«Au Canada, on ne connaît pas la crise économique qu'on vit ici. Il y a tellement d'économies souterraines. Face au manque à gagner, l'État augmente les taxes et les impôts, et cela ne fait qu'empirer les choses.»

Le Québécois Marc Lupien et son conjoint suisse Ädu Wahlen tiennent un restaurant à Lisbonne. Situé dans le quartier branché émergent de Principe Real, le bistro Edelweiss a ouvert ses portes en pleine crise économique.

Au départ, le couple devait remettre au gouvernement portugais 7% de taxe (TVA). Un an plus tard, le gouvernement a haussé le taux à 13%. Aujourd'hui, il est de 23%. Presque le quart des revenus du restaurant.

Marc et Ädu s'en sortent néanmoins très bien. «Comme je le dis tout le temps, on vend les patates pilées les plus chères au monde! On cuisine des produits qui ne sont pas chers, comme des saucisses, mais que les gens redemandent, explique Marc. Il y a un retour en Europe de toute la cuisine faite maison. Ce qui est difficile, par contre, c'est la régularité. Impossible de prévoir s'il y aura beaucoup de clients d'un soir à l'autre...»

Contrairement à l'an dernier, le couple n'a pas fermé son restaurant pendant les vacances d'août, histoire de profiter au maximum de la haute saison touristique. Pari réussi.

Marc a quitté le Québec pour la Suisse à 23 ans, alors qu'il étudiait l'architecture. Il est tombé amoureux d'Ädu, d'origine allemande.

Oubliant la Suisse, trop dispendieuse, ils ont ouvert un restaurant à Nice, puis ils ont mis le cap sur Lisbonne. «La France, ce n'est pas pour tout le monde. Tout est compliqué», dit Marc.

Avant le bistro Edelweiss, le couple polyglotte avait un bar dans le quartier nocturne de Bairro Alto. «À un moment donné, on approche 50 ans et on ne veut plus faire des shots jusqu'à 4h du matin», lance Marc, alors qu'une chanson de Claude Dubois se fait entendre.

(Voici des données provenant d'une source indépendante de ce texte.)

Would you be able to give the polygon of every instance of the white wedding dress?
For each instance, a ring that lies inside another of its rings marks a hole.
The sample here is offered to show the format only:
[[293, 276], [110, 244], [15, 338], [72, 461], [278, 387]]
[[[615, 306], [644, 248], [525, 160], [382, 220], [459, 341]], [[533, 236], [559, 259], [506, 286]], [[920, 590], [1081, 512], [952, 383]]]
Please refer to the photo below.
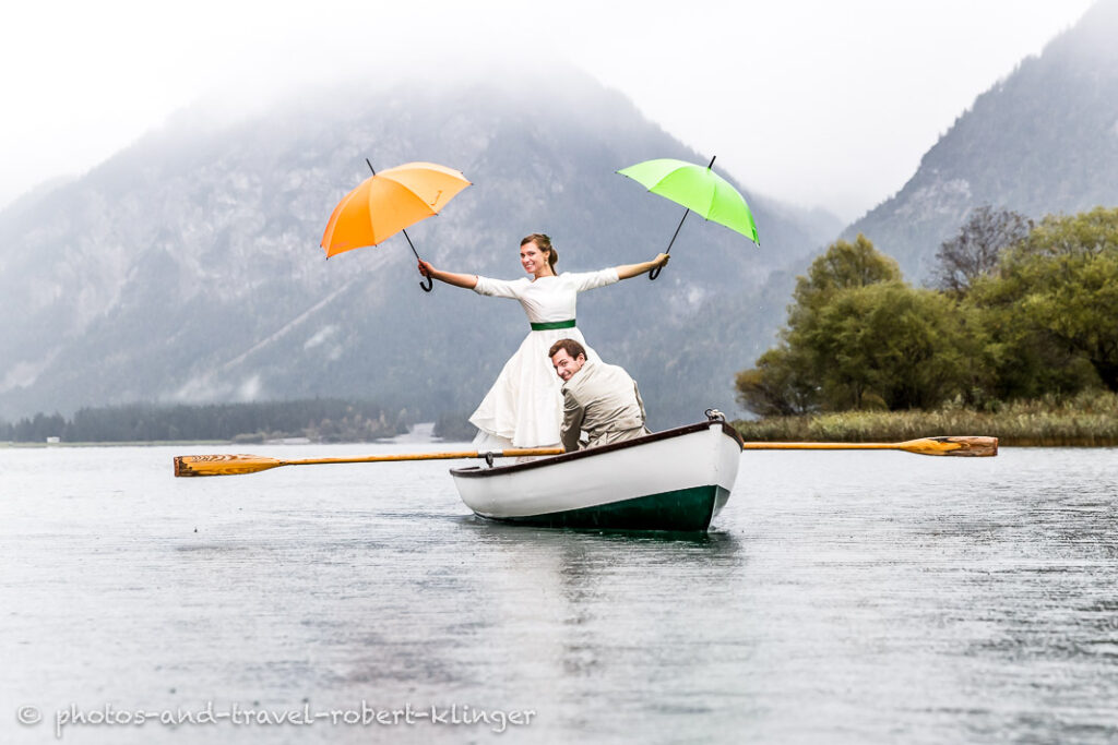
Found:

«Nous avons ouvert ici en pleine crise, poursuit-il. Le loyer était ridiculement très bas, cinq fois moins cher pour cinq fois plus d'espace, donc la crise ne me faisait pas peur. Surtout que nous étions dans un quartier qui vit un boum. Notre loyer a augmenté de 400% depuis et c'est encore pas cher.»

Une passion pour le design

Avec de vieux skis en bois, une tête d'orignal, des télés rétro et des meubles mi-siècle, le décor du bistro Edelweiss témoigne du bon goût architectural de Marc. Ce dernier fait toujours ses factures à la main, au crayon à mine, sur un papier parchemin brun. «Ma passion, ce n'est pas d'être serveur, mais je mets mon amour du design dans le restaurant.»

Le bistro Edelweiss jouit aussi d'une bonne réputation gastronomique à Lisbonne. Les gens apprécient les plats allemands d'Ädu. «On garde le restaurant petit et familial malgré la demande.»

Dans un avenir rapproché, Marc et Ädu voudraient confier leur bistro à des employés afin «d'en faire une machine à sous». «Nous, on ouvrirait un restaurant plus petit avec une cuisine plus élaborée et perfectionniste.»